Autistic children, regional families and children with complex needs are most affected by:
• tiering
• diversion
• loss of appeal
• service shortages
That makes this more than a policy question.
It becomes a fairness and rights question.
What We Know After Attending the ANPA Roundtable Discussions
Many families have asked what the Thriving Kids (also called No Child Left Behind) inquiry report could mean for children and parents.
We have read the report carefully and compared it with what families, advocates and professionals are seeing in real life.
Our concern is not about intent.
It is about how the changes might work in practice for real families.
What the report is trying to do
The report suggests:
• more early help
• more support in everyday settings like schools and childcare
• fewer children needing to go onto the NDIS
• more use of programs and services that are shared across communities
This sounds positive.
But the way the system is designed matters just as much as the words used to describe it.
Information is not the same as support
The report focuses heavily on:
• parenting information
• online programs
• training and advice
Many parents already know:
• what their child struggles with
• what their child needs
What families often don’t have is:
• time
• energy
• specialist help
• hands-on support
Advice alone does not help a child:
• speak or communicate
• regulate emotions
• eat safely
• sleep
• move
• cope at school
Children need skilled people working with them directly over time.

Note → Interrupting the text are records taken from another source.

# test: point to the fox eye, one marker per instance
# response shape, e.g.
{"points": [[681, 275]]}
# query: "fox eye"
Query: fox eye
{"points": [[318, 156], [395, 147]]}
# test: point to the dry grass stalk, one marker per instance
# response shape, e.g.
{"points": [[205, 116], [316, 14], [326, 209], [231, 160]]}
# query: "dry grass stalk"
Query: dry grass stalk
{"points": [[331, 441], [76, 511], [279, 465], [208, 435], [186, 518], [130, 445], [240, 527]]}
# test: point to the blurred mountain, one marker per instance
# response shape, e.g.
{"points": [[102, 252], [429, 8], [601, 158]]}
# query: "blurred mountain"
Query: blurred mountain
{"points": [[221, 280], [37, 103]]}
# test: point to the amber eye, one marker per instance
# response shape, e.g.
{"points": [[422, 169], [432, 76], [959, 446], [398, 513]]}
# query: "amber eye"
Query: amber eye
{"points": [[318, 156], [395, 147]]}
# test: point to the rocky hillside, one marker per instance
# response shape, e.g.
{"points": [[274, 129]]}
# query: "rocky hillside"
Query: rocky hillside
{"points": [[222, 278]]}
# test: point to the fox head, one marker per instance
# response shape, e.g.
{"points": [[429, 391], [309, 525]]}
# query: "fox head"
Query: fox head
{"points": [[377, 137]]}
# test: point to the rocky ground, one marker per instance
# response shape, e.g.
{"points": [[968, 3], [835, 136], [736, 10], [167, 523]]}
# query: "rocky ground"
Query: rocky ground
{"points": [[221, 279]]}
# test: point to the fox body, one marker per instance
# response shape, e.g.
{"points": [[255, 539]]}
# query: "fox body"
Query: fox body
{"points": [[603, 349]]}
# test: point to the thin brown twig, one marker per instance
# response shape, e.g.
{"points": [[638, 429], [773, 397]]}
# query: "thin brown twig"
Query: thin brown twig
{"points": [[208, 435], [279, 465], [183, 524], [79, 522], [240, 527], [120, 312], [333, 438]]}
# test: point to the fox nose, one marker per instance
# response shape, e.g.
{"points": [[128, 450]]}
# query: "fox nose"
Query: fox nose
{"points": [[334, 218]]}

Parents are already doing a lot
The report assumes parents can keep building their “capacity”.
In reality, many families are already:
• managing appointments
• fighting waitlists
• dealing with schools
• caring for siblings
• working or trying to work
• coping with stress
Shifting more responsibility onto parents without proper supports risks:
• burnout
• family breakdown
• children missing out on help
Support systems should share the load, not quietly pass it to families. The balance is a fine line that the government is bulldozing through.
“Mild” and “moderate” labels don’t match real life
The report uses terms like:
• mild
• moderate
These labels:
• are not clinical categories
• do not describe daily life
• do not show how much help a child needs
A child called “mild” can still struggle with:
• friendships
• learning
• behaviour
• anxiety
• toileting
• communication
• sleep
Decisions must be based on:
• what a child actually struggles with
• how it affects their life
Not on broad labels.
Big organisations are not the same as local services
The report often treats large NGOs as the main source of good practice.
Large organisations:
• have more funding access
• can run pilots
• can absorb financial risk
•can access funding
But many no longer work closely inside local communities.
Families depend on:
• small services
• private clinicians
• local providers
• people who know their child and school
These relationships can take years to build.
If small services close:
• they are not easily replaced
• trust is lost
• children lose continuity
Private therapists are not “riskier”
The report suggests private or unregistered providers are riskier.
In reality:
• they follow the same professional rules
• they answer to the same boards
• they are often more flexible
• many avoid NDIS registration due to cost and complexity
If 92% of providers are unregistered, the question should be:
• Why is the system so hard to register with?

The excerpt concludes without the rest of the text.